Gottes Wort ist nicht gebunden
„Halt im Gedächtnis Jesus Christus, der auferstanden ist von den Toten, aus dem Geschlecht Davids, nach meinem Evangelium, für welches ich leide bis dahin, dass ich gebunden bin wie ein Übeltäter; aber Gottes Wort ist nicht gebunden.“ (2. Tim. 2,8–9)
In Apostelgeschichte 16,22–24 lesen wir von Paulus und Silas, die ausgepeitscht und in das innerste Gefängnis geworfen wurden; ihre Füße wurden in den Block gelegt. Menschlich gesehen sah die Situation ziemlich hoffnungslos aus. „Um Mitternacht aber beteten Paulus und Silas und lobten Gott. Und es hörten sie die Gefangenen.“ (Vers 25)
Im Laufe des Lebens gehen wir durch ganz verschiedene Umstände hindurch. Wir können schweren Prüfungen ausgesetzt sein und zu Sorge und Mutlosigkeit versucht werden; Krankheit und Not können uns treffen.. Unabhängig davon, welche Umstände uns begegnen, kann Gottes Wort uns helfen und eine Quelle der Stärke, des Trostes und der Ermunterung sein, denn sein Wort ist nicht gebunden! Gottes Wort ist voll von Leben, Zukunft und Hoffnung. Es hält Verheißungen für diejenigen bereit, die in der Versuchung standhaft bleiben. (Jak. 1,12). Inmitten unserer verschiedenen Lebensumstände können wir Gott ein Loblied singen und im Geist des Gebets sein!

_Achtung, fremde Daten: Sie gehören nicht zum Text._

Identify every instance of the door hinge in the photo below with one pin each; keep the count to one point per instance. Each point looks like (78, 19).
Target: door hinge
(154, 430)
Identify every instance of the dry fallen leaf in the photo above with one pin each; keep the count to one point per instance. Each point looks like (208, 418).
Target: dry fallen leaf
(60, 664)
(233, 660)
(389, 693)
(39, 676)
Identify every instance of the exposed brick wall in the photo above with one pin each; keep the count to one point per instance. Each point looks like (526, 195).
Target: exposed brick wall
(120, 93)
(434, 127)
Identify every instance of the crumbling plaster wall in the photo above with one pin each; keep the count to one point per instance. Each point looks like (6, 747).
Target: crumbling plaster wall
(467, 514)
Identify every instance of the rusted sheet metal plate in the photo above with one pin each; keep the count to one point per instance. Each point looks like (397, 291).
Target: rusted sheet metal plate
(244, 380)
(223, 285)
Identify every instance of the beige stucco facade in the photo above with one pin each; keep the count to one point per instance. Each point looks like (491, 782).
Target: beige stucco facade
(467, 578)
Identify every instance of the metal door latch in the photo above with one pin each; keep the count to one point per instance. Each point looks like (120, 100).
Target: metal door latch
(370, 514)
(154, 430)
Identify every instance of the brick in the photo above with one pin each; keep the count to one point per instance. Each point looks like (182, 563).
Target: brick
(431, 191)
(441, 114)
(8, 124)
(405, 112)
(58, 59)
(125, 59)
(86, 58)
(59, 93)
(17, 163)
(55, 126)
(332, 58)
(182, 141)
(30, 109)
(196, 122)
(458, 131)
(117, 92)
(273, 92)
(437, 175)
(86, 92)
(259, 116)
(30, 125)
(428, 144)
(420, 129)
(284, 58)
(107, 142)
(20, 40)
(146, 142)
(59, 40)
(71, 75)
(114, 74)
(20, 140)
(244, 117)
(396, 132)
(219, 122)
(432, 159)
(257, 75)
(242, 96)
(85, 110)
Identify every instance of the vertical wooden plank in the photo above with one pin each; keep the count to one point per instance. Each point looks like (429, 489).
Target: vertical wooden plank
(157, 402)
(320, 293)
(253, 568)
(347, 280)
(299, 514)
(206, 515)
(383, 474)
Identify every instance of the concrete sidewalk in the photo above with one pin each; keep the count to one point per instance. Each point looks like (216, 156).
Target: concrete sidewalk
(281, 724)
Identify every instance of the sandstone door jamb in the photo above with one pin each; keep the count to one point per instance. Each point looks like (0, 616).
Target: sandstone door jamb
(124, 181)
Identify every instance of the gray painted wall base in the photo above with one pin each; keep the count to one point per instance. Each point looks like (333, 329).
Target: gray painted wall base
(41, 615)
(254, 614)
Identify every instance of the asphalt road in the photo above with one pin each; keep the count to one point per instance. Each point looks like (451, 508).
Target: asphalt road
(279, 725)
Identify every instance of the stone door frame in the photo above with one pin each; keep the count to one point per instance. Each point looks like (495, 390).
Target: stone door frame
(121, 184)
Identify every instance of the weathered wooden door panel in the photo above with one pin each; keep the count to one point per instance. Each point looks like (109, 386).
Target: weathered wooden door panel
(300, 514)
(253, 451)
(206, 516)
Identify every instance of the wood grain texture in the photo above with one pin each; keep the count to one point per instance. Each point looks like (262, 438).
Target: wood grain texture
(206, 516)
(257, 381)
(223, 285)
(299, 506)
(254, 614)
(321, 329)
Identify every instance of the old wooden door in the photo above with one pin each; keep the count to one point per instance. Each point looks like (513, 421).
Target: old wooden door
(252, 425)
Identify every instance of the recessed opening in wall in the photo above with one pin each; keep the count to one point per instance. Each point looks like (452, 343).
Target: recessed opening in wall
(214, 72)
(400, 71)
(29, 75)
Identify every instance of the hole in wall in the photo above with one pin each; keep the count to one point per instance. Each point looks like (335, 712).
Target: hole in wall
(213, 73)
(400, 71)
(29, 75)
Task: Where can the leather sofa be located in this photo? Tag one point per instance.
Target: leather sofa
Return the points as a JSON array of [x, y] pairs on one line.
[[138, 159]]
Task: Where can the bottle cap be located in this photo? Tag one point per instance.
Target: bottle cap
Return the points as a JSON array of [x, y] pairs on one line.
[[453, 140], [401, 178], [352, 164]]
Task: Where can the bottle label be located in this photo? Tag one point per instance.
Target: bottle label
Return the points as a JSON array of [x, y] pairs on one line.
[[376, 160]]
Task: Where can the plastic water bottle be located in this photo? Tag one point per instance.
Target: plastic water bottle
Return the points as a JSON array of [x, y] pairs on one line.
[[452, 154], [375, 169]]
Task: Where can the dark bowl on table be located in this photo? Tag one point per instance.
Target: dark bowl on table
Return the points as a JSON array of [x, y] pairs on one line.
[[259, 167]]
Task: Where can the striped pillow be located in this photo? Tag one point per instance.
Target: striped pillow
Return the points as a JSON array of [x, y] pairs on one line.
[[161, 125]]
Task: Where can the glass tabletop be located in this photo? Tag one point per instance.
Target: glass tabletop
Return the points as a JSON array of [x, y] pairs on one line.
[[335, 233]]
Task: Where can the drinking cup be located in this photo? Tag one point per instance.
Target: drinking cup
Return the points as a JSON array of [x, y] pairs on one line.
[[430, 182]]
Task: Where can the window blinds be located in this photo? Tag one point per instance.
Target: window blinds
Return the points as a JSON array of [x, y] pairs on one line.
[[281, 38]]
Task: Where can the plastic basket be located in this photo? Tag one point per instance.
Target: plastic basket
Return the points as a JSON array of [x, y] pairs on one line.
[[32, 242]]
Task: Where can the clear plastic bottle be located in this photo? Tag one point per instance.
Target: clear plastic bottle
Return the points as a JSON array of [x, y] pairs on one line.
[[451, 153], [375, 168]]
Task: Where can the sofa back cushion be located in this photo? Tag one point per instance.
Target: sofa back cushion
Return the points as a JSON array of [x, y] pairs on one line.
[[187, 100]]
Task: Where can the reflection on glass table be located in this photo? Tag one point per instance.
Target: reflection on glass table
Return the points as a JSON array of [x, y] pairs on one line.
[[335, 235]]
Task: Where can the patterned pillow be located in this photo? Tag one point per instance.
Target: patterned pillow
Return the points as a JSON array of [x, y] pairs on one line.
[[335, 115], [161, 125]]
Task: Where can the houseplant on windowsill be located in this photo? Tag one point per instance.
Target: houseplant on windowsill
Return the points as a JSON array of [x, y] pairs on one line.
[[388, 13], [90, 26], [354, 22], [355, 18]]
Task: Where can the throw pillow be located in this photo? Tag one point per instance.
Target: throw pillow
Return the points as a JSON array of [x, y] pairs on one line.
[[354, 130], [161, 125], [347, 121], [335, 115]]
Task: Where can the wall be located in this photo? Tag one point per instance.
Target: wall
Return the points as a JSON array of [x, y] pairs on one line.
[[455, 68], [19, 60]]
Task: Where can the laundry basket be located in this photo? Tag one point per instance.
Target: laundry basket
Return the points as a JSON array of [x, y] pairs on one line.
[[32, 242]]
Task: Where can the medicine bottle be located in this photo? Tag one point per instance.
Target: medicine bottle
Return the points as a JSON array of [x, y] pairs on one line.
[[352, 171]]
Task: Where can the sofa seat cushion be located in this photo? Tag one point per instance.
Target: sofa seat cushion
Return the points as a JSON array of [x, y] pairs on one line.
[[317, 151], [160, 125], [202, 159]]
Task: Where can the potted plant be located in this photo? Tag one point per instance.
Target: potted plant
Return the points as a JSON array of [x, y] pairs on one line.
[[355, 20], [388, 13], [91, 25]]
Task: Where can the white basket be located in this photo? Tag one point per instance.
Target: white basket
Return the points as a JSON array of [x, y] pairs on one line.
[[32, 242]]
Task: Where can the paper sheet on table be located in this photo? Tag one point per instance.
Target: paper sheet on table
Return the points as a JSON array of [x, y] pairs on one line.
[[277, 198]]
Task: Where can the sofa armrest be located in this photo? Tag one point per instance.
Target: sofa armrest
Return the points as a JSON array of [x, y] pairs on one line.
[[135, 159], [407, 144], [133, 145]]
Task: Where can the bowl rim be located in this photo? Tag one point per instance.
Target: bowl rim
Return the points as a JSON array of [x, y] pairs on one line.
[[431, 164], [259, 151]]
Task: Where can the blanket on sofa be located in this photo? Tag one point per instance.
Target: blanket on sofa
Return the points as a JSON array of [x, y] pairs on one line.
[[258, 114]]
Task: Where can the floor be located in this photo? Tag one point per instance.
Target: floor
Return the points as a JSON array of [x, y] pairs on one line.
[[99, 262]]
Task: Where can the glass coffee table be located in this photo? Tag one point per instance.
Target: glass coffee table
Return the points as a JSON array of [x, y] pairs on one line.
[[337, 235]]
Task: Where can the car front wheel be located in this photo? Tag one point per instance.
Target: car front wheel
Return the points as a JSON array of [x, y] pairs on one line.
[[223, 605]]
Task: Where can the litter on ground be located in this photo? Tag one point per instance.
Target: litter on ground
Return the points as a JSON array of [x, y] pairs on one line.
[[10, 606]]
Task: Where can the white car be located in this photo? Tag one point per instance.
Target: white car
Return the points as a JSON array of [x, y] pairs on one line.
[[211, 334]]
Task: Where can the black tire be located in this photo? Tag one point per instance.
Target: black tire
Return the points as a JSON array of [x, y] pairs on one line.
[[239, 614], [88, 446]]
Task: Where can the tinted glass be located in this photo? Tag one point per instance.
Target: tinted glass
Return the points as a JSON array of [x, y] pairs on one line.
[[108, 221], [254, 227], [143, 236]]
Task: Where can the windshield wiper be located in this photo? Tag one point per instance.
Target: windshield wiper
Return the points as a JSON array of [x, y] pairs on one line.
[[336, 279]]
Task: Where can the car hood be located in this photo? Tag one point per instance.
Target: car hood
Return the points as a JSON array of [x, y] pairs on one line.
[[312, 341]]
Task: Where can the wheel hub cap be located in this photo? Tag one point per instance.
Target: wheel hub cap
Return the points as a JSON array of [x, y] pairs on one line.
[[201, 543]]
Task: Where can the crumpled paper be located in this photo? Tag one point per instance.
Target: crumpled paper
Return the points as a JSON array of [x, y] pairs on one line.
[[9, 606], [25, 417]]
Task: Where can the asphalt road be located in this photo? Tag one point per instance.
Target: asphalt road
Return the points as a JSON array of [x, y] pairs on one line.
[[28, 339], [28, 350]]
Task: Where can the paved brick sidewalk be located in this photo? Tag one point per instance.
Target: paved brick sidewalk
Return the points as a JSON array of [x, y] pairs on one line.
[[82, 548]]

„Denn das Wort Gottes ist lebendig und kräftig und schärfer als jedes zweischneidige Schwert und dringt durch, bis es scheidet Seele und Geist, auch Mark und Bein, und ist ein Richter der Gedanken und Sinne des Herzens.“ (Hebr. 4,12)
Das Wort ist lebendig und kräftig, und wenn wir es in dem Geist aufnehmen, in dem es geschrieben wurde, können wir Hilfe erhalten, die für uns von ewigem Wert sein wird. Das Wort richtet und scheidet die Gedanken und Sinne des Herzens, und das Leben wird einfach, wenn das Wort Raum in uns bekommt. Wenn wir uns der Sünde für gestorben halten und für Gott leben, dann kommen wir dazu, dass wir vor Gottes Angesicht stehen und nicht vor Menschen. Dann achten wir auf uns selbst und auf die Lehre und können uns selbst helfen und auch denen, die uns hören (1. Tim. 4,16).
Gelobt sei Gott für sein Wort! In seinem Wort erfahren wir Gottes Willen, und wir können unser Leben nach dieser Richtschnur ausrichten. Hier finden wir die größten und teuersten Verheißungen: Durch sie können wir Teil bekommen an göttlicher Natur! Lasst uns der Vergänglichkeit der Welt entfliehen, die aus der Begierde kommt, damit wir an diesen Verheißungen teilhaben können (2. Pet. 1,4).
Mögen wir uns in allem als Gottes Diener erweisen (2. Kor. 6,4–10). Dann spielt es keine Rolle, in welche Lebensumständen wir geraten, denn Gottes Wort weist uns den Weg durch diese Verhältnisse hindurch. Wir kommen in Verbindung mit seiner göttlichen Kraft, die uns alles gegeben hat, was zum Leben und zur Frömmigkeit dient. (2. Petr. 1,3).